Pyridine-derivatives

In 2016,Li, Ben; Zhang, Zhiqiang published 《POPd/TBAB co-catalyzed Suzuki cross-coupling reaction of heteroaryl chlorides/bromides with 4-fluorophenylboronic acid in water》.Journal of the Iranian Chemical Society published the findings.Category: pyridine-derivatives The information in the text is summarized as follows:

An organic solvent free and efficient heterogeneous synthesis for bridging heteroaryl halides and 4-fluorophenylboronic acid was studied in aqueous media according to the Suzuki cross-coupling protocol. High yields of heteroaryl-aryl fluorides were successfully obtained with chloro-/bromo-substituted pyridine, thiophene, indole, and indazole in neat water using palladium phosphinous acid complexes (POPd)/tetrabutylammonium bromide (TBAB) as co-catalysts. A possible mechanism for the heterogeneous coupling reaction was proposed and discussed according to the function of the TBAB interphases.
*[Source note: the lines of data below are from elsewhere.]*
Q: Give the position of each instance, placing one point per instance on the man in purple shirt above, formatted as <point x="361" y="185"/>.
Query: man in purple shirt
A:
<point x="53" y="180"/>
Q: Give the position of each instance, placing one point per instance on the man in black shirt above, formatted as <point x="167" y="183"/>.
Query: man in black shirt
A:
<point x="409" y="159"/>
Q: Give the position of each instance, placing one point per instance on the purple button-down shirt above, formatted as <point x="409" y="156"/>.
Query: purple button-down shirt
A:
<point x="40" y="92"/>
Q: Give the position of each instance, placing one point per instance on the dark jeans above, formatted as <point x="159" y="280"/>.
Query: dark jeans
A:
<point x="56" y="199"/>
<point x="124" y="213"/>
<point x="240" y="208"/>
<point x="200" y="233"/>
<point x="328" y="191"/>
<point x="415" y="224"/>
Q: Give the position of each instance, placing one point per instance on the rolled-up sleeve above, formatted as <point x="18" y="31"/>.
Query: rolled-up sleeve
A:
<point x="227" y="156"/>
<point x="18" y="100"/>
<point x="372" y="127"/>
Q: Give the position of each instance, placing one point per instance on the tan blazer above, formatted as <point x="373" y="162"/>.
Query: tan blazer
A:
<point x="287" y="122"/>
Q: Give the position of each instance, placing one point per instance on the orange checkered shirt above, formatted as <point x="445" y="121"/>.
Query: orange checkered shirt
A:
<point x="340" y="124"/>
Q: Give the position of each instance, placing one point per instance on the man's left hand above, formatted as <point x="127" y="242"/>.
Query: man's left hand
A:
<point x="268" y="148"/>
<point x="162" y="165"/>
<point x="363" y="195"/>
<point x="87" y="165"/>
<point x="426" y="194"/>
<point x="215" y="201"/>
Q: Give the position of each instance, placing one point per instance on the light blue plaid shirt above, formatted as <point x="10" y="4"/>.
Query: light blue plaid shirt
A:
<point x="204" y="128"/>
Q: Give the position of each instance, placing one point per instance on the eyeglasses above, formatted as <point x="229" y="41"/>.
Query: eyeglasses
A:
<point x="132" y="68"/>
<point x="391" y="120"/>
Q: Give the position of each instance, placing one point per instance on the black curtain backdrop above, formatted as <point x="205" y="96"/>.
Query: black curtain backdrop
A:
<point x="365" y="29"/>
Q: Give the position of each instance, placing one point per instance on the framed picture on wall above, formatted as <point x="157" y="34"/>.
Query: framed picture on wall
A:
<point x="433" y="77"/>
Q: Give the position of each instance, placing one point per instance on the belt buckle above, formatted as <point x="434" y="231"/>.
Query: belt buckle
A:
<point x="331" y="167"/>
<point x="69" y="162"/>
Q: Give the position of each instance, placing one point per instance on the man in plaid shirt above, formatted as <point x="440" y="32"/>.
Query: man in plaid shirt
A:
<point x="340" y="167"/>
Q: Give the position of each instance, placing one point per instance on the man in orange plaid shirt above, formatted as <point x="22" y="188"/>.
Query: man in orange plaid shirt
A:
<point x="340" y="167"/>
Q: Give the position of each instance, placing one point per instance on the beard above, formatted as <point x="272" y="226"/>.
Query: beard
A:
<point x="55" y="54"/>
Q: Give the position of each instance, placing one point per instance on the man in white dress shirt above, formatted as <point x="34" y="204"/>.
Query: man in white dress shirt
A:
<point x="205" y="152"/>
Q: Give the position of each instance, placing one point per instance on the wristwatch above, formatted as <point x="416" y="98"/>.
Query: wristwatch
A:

The notable properties of the reported method were highly co-catalytic activity, hetero-atom tolerance, simple separating procedure and little environmental disposal impact. The results came from multiple reactions, including the reaction of 6-Bromopyridin-3-amine(cas: 13534-97-9Category: pyridine-derivatives)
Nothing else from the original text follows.